И, естественно, первый выход, который гностик имеет на этом конфликте, – это то, что нужно начинать мыслить Великое как свободное от загрязнения сущим. Но что такое сущее? Ведь нужно же понять, в чём качество этого сущего, которое грязнит и пятнает. То есть если мы говорим о «высшем», о высшей реальности, о той, которая содержит в себе нестерпимое и за пределами всякого сравнения величие, если мы говорим о нём, что оно – не сущее, то мы должны знать, что такое сущее.
Естественно, что это сущее не является тем бытием материальным, которое для нас всех являет пример предъявленного нам наличия, потому что такое сущее было бы слишком ничтожным как отправная точка, как отправная площадка. Какой смысл говорить о том, что наш материальный мир является примером «бытия», в то время как гностик стремится расширить концепцию «бытия» настолько, чтобы отталкивание от него действительно бы дало великий эффект?

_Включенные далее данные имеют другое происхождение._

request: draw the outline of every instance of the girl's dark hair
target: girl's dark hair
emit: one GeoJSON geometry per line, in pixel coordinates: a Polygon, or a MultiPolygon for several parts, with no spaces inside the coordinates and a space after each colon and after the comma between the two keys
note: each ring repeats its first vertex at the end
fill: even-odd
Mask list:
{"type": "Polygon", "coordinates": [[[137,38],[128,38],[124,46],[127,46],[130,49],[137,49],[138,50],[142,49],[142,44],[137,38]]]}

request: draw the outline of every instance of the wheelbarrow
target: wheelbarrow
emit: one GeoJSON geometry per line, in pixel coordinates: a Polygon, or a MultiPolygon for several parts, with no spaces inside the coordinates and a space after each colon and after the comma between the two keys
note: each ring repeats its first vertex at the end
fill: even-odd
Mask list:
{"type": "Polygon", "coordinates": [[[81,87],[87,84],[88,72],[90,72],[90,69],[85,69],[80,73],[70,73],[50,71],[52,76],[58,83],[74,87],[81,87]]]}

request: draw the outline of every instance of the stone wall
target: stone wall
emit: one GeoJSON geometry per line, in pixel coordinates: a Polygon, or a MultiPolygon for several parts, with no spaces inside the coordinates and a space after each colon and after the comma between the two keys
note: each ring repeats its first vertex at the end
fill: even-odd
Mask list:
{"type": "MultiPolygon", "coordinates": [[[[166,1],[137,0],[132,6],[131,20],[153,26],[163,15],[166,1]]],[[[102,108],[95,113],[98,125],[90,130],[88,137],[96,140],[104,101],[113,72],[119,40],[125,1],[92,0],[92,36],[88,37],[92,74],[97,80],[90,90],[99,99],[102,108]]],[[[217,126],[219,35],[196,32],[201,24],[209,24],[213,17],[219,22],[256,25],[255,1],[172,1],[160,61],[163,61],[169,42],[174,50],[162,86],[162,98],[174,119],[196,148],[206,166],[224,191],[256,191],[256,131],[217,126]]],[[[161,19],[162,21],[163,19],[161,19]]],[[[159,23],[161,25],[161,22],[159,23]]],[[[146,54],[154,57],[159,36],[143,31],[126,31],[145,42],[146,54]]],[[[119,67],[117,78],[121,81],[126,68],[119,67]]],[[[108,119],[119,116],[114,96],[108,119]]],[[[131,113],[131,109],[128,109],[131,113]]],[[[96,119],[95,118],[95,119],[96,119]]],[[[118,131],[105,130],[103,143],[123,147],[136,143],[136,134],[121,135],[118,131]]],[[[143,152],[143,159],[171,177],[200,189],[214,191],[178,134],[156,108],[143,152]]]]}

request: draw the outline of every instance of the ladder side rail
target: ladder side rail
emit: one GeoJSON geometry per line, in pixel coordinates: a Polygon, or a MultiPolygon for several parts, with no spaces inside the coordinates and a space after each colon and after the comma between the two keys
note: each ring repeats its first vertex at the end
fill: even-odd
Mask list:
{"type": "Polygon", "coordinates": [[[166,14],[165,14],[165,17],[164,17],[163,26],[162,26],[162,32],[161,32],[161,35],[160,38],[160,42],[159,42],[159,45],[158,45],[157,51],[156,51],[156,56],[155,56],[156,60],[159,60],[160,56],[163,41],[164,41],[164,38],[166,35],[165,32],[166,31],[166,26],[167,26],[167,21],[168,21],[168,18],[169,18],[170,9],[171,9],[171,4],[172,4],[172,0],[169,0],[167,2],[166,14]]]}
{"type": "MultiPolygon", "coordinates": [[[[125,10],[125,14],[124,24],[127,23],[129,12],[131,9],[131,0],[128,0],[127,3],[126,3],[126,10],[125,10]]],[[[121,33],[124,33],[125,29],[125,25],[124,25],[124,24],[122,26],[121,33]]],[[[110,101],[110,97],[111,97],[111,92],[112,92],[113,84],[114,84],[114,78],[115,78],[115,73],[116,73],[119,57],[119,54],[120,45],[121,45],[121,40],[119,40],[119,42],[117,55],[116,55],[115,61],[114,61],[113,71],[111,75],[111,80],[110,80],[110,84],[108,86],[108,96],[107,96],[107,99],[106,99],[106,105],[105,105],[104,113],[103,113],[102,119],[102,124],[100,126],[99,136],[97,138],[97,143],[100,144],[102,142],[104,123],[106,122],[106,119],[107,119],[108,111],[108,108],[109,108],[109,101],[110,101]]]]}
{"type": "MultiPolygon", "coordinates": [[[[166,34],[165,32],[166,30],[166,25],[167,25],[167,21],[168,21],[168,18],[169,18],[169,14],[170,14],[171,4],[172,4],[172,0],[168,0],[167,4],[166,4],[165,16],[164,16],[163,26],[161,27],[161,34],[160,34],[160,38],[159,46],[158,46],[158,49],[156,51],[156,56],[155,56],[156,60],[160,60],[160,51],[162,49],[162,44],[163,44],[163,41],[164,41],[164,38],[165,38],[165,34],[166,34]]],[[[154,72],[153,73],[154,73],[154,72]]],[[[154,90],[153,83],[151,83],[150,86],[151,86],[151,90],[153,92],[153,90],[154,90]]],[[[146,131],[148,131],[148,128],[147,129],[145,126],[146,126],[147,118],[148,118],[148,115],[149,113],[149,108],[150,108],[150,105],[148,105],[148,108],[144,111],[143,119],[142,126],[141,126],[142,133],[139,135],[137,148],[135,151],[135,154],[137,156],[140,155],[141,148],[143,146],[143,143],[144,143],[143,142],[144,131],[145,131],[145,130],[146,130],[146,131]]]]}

То есть он должен видеть это «бытие» как Бытие, охватывающее как можно больше всего, для того чтобы слова о том, что «это – вне Бытия», что это – «не сущее», действительно были дорогой к абсолютному сверкающему чистому величию вне величия, за пределами Великого. То есть Великое должно быть включено в Бытие, потому что в Бытие включено всё, что подлежит сравнению. Всё, что подлежит сравнению, оно внутри. То есть и нестерпимо грандиозные перспективы абсолютно альтернативного всему тому, что находится здесь и теперь, – они тоже в Бытии. Вот здесь начинаются ощущения гностиком того, что такое сущее.
Сущее – это конгломерат всех планов, перспектив, реальностей и так далее, к чему может быть приставлен, условно говоря, предикат «есть». Но этот предикат «есть» работает не сам по себе и не во имя того, будто это есть в том смысле, что с этим можно встретиться. Он работает как некое указание на «семейность» всего того, к чему он относится, то есть эти вещи соотносимы между с собой. От одного к другому можно перейти. Они родственны. Даже если они разделены полярно, то эти полюса объединены некой прямой линией, неким стержнем, некой такой осью, которая их соединяет. Если одно отрицает другое, если они антитезны, то всё равно они взаимосвязаны полярной дорогой, прямой дорогой антитезности: допустим, чёрное и белое, но без одного не бывает другого. То есть всё, что есть в Бытии, каким-то образом повязано в общий хоровод, даже если мы говорим об очень высоких планах.
Таким образом, Бытие «пачкает» тем, что оно есть. Вот внутри него есть этот предикат и всё, к чему можно этот предикат приставить: всё, что есть, – звезда, джинн, ангел, архонт, – они есть просто как некая конструктная данность. Конструктная данность, то есть некий концепт, который имеет имя: тем самым уже можно сказать, что это есть. Таким образом, это «есть» является «пачкающим» «есть». То есть задача, которая стоит перед гностиком, – это освободить то высшее, по отношению к чему он горит, от этого «пачкающегося» начала. И здесь, естественно, возникает очень много проблем. Во-первых, если это не сущее, если это, освобождённое от пачкающего предиката «есть», оппонентное Бытию, «высочайшее величие» так чисто, то каким образом можно иметь к нему какое бы то ни было отношение? То есть тогда в чём динамическая драма взаимоотношения между этим огнём сознания, которое горит и сжигает всю вселенную вокруг, и этим чистым, абсолютно свободным от предиката «есть», Величием, которое является целью на выходе?
И если человек-гностик, который вынужден существовать в этой шкуре, родившись в определённое место и время, находится в этой среде, то каким образом эта среда является площадкой для его метафизической гностической драмы? То есть надо связать реальность, которая есть здесь и теперь и внутрь которой он вброшен как носитель этого огня, с тем, чего нет таким образом, чтобы не «загрязнить» это не сущее. Отсюда возникает необходимость очень сложных конструкций, которые опосредованным образом описывают взаимодействия между свободным от предиката «есть» Величием и тем Бытием, тем сущим, которое является, с точки зрения гностика, просто мусорной свалкой. Потому что на этой мусорной свалке рядом бок о бок лежат выброшенная случайно жемчужина, какие-нибудь золотые часы, какая-нибудь дохлая курица, сгнившее яйцо, рванная подушка, то есть всё это находится в этой «мусорной свалке». А суть этой «мусорности» заключается в том, что это – Бытие, что это – есть. Оно-то и делает именно это «есть» и всё предъявленное «мусором», и, наоборот, отсутствие этого «есть» освобождает от грязи, освобождает от лжи, освобождает от общего. Потому что ложью, против которой выступает гностик, является глобальное, является универсальное таким образом, что не сущее внутренне само по себе предполагает уникальность. Уникальность, которая не описывается, – не описывается, естественно, «нумерически».